Directly opposite the library, Arena Central, or at least the parts that were undertaken, Alpha Tower stands in a clear plaza following the removal of the television studios, a face lifted Crowne Plaza Hotel, essentially painted black and white to make it relate to the white concrete and graphite panelling of the apartment development. The neo-classical bank building that line the edge of Broad Street stand empty awaiting conversion into boutique hotels. The registry office now offices for the department of sport, out front the very shiny statue of the three Victorian industrialists, Watt, Newcomen, Priestley, studying a map of how they were going to transform the world. Beyond, a large concrete block with air handling units on the roof, reads as the Ballroom to the Crowne Plaza. In the background, the grey clad sides of the Mailbox. 

Looking up Broad Street, The Hyatt hotel, the 1990s glass tower a symbol of confidence in the future of Birmingham, along with its partner the Symphony Hall and ICC. Beyond Brindleyplace makes its own mark on the skyline, Porphoryos’ curious venetian tower, stands out among the brick clad blocks, historic buildings, Ikon Gallery in the former Oozells Street School, and the Church Nightclub, in a former Church, with their clock towers just poking up above the later blocks.
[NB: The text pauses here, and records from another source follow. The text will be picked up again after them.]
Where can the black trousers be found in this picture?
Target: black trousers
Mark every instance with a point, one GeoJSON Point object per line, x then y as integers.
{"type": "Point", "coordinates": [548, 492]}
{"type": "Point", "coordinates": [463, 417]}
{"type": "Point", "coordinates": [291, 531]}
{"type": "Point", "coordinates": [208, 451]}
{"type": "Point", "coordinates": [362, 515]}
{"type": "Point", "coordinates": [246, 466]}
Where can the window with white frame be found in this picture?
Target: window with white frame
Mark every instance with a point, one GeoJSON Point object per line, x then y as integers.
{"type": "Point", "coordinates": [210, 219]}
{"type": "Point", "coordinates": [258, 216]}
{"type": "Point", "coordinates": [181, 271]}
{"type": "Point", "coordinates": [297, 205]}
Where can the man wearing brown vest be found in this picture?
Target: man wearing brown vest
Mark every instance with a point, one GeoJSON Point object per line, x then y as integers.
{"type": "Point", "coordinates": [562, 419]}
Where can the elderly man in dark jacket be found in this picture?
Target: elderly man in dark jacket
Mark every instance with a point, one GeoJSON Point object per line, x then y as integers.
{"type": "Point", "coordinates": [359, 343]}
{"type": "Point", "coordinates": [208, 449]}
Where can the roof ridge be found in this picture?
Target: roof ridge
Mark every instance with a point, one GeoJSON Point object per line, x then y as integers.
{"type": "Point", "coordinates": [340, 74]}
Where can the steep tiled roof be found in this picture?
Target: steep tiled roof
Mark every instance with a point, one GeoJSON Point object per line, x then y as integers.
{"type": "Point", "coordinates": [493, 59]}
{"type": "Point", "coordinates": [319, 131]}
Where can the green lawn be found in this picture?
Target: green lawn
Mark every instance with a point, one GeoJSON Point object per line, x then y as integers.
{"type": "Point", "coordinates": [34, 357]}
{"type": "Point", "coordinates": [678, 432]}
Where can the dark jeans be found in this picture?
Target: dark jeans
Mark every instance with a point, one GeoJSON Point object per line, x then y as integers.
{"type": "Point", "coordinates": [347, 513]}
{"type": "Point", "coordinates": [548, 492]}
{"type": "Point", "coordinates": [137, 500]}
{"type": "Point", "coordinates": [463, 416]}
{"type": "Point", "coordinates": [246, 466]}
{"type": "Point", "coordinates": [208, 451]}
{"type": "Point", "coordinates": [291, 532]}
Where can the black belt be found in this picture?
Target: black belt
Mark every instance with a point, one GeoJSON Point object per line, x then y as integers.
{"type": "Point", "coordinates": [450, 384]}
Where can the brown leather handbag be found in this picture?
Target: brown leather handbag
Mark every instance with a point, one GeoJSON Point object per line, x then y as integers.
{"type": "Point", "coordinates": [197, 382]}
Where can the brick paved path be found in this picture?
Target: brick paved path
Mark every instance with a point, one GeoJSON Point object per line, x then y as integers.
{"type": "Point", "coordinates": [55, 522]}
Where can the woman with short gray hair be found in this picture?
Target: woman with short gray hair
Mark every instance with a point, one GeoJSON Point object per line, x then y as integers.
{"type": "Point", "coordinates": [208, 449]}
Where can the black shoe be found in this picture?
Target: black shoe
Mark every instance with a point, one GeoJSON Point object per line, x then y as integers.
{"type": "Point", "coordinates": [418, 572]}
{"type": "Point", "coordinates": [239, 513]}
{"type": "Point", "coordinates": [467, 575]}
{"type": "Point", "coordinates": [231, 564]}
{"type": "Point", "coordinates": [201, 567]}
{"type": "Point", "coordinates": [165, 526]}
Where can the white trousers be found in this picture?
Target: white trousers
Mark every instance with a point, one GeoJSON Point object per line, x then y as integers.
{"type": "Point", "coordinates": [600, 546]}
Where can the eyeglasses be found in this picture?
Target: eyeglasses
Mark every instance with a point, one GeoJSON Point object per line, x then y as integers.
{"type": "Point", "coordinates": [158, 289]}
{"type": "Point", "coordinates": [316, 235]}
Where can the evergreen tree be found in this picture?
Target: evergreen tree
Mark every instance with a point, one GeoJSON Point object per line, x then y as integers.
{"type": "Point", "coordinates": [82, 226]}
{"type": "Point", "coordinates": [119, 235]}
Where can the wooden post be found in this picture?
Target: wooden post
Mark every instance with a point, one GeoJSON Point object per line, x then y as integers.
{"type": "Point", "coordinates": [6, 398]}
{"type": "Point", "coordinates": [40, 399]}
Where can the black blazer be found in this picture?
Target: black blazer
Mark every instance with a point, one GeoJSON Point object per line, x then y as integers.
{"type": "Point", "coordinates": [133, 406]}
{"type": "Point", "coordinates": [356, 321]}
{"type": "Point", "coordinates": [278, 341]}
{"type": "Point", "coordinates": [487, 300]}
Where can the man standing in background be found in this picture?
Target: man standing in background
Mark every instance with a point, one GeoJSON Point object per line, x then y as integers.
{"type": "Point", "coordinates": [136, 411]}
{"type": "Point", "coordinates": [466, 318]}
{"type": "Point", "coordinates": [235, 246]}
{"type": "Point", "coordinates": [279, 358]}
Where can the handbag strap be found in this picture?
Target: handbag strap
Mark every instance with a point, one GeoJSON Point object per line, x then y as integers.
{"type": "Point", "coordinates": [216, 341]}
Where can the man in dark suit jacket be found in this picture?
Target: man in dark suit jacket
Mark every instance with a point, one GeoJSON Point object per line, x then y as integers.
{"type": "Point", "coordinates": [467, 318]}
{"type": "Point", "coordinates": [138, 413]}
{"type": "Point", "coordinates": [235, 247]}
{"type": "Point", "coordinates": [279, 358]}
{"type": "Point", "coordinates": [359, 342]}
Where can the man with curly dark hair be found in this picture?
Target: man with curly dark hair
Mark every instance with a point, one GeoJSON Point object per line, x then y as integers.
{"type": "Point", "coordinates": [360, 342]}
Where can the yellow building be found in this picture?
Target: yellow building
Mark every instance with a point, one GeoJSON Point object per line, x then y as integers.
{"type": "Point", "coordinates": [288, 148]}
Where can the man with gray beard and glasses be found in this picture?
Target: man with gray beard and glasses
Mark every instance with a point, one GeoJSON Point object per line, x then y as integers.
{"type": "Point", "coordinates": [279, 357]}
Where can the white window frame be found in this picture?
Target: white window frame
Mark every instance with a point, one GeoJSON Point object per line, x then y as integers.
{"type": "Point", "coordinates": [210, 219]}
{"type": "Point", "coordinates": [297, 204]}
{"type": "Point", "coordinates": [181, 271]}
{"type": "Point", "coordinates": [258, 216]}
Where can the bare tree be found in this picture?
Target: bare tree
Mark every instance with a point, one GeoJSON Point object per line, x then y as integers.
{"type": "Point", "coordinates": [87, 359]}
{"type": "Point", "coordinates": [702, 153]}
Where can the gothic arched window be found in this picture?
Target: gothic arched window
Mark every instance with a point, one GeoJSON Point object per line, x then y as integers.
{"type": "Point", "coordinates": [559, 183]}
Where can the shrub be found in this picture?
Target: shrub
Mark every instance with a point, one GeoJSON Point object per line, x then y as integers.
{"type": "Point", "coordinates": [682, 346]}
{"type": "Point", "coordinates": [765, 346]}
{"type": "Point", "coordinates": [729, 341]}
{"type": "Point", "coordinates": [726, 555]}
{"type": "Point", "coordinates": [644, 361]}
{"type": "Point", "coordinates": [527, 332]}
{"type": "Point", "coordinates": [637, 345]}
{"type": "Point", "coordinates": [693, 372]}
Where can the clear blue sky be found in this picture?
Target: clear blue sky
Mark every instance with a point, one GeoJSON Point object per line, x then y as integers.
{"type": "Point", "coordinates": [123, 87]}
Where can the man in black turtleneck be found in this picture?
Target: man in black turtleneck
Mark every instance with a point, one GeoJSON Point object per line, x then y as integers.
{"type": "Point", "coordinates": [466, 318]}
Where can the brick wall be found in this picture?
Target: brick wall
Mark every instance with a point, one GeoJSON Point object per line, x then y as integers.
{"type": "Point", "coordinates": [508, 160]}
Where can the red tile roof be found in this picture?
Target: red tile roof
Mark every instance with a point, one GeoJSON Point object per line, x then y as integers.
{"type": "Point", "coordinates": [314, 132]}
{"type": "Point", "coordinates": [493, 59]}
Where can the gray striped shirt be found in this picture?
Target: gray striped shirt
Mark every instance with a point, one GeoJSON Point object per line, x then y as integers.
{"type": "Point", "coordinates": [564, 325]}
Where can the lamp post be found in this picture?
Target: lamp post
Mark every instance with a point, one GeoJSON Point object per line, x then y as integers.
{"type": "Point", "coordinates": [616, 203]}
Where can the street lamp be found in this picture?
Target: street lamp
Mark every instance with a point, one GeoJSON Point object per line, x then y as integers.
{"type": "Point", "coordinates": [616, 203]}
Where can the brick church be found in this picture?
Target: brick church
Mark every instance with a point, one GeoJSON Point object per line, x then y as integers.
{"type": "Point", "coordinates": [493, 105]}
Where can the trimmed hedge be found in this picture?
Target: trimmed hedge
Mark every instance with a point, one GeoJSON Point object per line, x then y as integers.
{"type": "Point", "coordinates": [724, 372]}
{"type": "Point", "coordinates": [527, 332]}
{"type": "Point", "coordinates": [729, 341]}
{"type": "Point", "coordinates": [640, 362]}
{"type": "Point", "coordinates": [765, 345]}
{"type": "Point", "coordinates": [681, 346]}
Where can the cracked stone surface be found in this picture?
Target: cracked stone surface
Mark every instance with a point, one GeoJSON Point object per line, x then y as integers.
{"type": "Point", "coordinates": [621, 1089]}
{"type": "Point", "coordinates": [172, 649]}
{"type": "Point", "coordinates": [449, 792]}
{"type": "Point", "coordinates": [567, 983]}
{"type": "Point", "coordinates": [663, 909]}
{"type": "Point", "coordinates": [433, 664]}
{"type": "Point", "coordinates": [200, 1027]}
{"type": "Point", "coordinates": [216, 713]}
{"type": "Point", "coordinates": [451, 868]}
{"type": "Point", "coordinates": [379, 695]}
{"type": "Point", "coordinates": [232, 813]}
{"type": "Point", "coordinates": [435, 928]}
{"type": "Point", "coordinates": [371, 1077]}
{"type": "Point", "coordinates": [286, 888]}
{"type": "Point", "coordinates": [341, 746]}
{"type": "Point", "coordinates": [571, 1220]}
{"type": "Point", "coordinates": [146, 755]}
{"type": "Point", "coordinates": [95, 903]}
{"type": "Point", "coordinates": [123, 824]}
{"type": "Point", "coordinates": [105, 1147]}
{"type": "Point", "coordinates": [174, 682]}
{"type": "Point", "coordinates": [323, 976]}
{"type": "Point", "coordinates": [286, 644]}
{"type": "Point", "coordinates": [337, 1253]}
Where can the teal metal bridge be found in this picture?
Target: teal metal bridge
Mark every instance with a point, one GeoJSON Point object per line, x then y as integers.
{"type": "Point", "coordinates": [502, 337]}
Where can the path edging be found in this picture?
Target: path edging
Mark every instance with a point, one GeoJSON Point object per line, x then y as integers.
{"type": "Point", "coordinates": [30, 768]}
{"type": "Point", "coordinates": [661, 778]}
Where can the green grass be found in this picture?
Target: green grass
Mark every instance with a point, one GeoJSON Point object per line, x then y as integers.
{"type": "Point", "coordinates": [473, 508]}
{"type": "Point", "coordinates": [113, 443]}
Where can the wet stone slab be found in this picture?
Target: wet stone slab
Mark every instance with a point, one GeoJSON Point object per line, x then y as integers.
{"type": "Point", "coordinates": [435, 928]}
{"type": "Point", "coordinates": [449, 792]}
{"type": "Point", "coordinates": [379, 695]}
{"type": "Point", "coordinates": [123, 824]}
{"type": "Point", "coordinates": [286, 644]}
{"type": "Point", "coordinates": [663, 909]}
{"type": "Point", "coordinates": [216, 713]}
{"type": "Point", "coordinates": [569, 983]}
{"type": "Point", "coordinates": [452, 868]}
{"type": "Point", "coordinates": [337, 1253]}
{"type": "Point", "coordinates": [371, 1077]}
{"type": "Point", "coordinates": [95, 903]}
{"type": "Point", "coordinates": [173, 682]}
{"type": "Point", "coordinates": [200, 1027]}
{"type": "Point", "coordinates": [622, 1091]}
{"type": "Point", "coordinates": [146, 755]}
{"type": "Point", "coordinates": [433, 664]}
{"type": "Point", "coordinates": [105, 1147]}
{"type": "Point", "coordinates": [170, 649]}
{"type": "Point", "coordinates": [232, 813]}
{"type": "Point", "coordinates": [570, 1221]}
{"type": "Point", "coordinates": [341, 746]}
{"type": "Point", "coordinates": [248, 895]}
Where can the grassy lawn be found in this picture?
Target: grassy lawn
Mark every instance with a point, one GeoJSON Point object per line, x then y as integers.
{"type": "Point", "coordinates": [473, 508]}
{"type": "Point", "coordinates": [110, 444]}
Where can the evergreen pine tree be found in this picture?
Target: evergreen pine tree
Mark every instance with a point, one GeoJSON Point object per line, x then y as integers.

Along Broad Street itself, office towers that were built in the 1970s have been reused, converted to hotels, breathing new life into the city.


My daughter does not share my interest in viewing the skyline, she wants to go swimming, we take a ride down in the glass elevator and to my surprise she wants to go out onto the roof terrace that fronts onto Centenary Square, there are quite a few people out here, enjoying the gardens on the top of the cantilevered box, benches are set into the landscape, some are the edge of the raised planters, one such bench has no planting, the space enclosed by the wooden slatted bench is lined with blue acrylic playing surface, a little person climbs over the bench, into the blue zone, now extremely happy, she is swimming! Must have noticed this from the secret garden on the roof.